The smile faded. “I’m the one who told you to, wasn’t I?”
“He said you shouldn’t be pointing fingers at any of the Hassett boys. Phin said there were things about your own brothers-about Brendan and Duke-that we ought to talk about with you.”
There was no change in Trish’s expression. She kept on rocking back and forth, rubbing her finger around and around on the wooden surface. “Like what?”
“Tell me what else you remember about Brendan. Tell me how he got along with your friends.”
“My friends? That’s a long way to think.” Trish Quillian sat still for more than a minute. “Maybe you know how it is with big brothers, Detective.”
She made eye contact with Mike for the first time, and he nodded at her.
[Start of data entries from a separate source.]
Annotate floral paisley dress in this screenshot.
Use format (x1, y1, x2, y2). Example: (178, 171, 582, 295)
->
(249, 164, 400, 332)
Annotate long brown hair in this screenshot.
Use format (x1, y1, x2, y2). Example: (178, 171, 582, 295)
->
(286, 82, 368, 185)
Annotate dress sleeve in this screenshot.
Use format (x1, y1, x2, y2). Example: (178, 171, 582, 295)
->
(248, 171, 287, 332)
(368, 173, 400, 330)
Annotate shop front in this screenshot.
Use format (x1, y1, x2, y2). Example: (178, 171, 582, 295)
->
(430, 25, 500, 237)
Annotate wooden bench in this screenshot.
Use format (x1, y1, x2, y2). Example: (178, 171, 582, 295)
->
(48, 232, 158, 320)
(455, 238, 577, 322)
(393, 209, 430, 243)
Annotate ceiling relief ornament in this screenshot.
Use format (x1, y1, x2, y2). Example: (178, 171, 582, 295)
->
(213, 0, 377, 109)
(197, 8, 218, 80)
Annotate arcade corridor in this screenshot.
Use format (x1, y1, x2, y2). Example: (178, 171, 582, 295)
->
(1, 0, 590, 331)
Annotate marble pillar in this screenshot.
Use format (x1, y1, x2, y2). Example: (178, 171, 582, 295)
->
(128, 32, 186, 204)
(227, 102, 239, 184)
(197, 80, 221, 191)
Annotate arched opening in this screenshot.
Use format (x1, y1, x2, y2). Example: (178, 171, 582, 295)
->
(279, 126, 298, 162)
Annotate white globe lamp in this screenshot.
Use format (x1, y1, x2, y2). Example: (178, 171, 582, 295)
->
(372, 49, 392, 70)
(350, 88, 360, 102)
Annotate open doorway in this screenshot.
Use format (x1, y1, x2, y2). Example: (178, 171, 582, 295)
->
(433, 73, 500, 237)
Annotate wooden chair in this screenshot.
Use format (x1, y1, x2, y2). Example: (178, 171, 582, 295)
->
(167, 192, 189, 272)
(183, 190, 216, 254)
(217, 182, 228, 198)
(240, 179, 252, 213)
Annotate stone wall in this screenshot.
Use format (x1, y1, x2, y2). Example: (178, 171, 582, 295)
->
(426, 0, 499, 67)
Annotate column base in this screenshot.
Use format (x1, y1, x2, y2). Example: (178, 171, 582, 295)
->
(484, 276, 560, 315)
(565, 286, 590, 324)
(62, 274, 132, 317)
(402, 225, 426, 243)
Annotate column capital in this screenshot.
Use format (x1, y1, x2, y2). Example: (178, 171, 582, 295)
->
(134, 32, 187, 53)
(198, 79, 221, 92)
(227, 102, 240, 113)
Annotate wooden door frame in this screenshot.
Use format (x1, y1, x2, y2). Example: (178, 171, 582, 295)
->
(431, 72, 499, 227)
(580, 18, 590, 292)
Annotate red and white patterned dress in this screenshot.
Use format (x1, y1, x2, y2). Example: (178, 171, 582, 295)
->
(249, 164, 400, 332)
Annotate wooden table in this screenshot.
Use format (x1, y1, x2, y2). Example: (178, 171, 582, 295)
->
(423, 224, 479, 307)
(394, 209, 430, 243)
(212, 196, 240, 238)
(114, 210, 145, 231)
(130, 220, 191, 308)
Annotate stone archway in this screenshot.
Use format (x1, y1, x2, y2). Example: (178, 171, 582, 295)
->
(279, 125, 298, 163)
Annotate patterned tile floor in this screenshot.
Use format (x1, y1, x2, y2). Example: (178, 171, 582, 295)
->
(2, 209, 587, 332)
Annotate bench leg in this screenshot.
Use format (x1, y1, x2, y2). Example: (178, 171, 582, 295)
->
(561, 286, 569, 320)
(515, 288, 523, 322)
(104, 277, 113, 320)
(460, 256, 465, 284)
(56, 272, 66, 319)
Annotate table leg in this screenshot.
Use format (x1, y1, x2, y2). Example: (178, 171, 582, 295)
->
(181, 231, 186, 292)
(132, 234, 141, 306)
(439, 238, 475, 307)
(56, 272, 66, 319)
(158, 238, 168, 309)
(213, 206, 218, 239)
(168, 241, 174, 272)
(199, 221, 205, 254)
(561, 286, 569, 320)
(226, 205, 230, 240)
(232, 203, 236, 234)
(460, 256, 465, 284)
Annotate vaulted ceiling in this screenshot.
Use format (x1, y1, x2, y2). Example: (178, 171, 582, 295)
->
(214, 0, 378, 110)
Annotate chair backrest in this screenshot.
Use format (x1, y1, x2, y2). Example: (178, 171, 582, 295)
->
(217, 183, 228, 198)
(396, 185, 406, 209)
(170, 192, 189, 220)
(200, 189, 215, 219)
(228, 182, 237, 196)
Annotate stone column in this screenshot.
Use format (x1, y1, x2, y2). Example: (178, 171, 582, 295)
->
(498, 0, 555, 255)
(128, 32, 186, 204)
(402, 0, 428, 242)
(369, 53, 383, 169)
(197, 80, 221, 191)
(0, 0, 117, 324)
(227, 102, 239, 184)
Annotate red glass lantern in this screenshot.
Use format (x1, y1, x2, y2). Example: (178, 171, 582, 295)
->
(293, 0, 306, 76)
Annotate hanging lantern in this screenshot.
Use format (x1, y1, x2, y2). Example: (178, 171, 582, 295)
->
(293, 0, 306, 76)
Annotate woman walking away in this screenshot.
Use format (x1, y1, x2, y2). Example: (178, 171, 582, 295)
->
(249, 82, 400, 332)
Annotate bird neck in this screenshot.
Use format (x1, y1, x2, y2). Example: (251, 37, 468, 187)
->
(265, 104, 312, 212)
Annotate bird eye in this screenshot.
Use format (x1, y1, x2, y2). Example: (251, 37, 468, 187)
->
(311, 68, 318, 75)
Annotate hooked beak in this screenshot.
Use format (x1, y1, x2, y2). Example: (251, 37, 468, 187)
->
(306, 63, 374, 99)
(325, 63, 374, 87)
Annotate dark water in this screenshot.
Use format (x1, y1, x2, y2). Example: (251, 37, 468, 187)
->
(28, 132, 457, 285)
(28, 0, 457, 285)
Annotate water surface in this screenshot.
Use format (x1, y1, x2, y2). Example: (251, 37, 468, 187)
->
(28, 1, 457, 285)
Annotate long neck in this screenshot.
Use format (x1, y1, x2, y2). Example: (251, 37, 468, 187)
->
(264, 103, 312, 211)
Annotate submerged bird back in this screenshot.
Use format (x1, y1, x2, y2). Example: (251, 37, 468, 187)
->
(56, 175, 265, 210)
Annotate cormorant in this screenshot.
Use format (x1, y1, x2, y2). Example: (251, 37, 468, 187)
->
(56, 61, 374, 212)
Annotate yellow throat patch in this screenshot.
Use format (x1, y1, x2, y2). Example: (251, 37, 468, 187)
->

“All the guys I went to school with, they looked up to Duke. He was the strong one, he was the street fighter-took on anybody’s cause for a friend. Sick as he was, when they thought he was going to die of the cancer, he came back tough as a bull. Wasn’t a soul who’d mess with me ’cause they knew Duke would take care of business.”
“He hurt people, didn’t he?”
Trish’s eyes narrowed to the size of slits. “He never hurt anybody who didn’t cause trouble first. And you can be sure no one complained about it to me. I wouldn’t have listened.” She wagged a finger at Mike as she spoke.